Impure Thoughts: sexuality, Catholicism and literature in twentieth-century Ireland

Michael G Cronin  (Lecturer in English, NUIM)

Manchester University Press, 2012

ISBN: 9780719086137

 

Impure Thoughts offers an innovative history of the twentieth-century Irish Catholic bildungsroman. It explains how in the hands of diverse writers, from James Joyce to Edna O’Brien, this popular genre provided an imaginative space where Irish culture thought about, worried over, and negotiated the connection between sexuality and modernity.

This comparative examination of six Irish novelists tracks the historical evolution of a literary genre and its significant role in Irish culture. With chapters on James Joyce and Kate O’Brien, along with studies of Maura Laverty, Patrick Kavanagh, Edna O’Brien and John McGahern, this book offers a fresh new approach to the study of twentieth-century Irish writing and of the twentieth-century novel.

 But these author’s novels were not the only stories of youth circulating in Irish culture during these decades.
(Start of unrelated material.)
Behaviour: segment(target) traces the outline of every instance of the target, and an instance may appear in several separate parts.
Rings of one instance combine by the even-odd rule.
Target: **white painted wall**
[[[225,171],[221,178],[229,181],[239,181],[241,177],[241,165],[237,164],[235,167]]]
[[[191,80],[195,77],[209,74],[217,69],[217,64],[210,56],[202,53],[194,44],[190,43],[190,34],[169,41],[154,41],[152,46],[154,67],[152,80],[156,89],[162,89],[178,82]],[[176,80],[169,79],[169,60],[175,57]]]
Impure Thoughts includes an original assessment of varied archival material, most notably Catholic advice pamphlets for teenagers. It maps out the distinctive forms of sexual discourse – from Catholic moral theology to Freudian psychoanalysis – used in various combinations by the novelists and by the proponents of Catholic sexual morality. The result is a nuanced and provocative reappraisal of how sexuality was regulated and controlled in twentieth-century Ireland.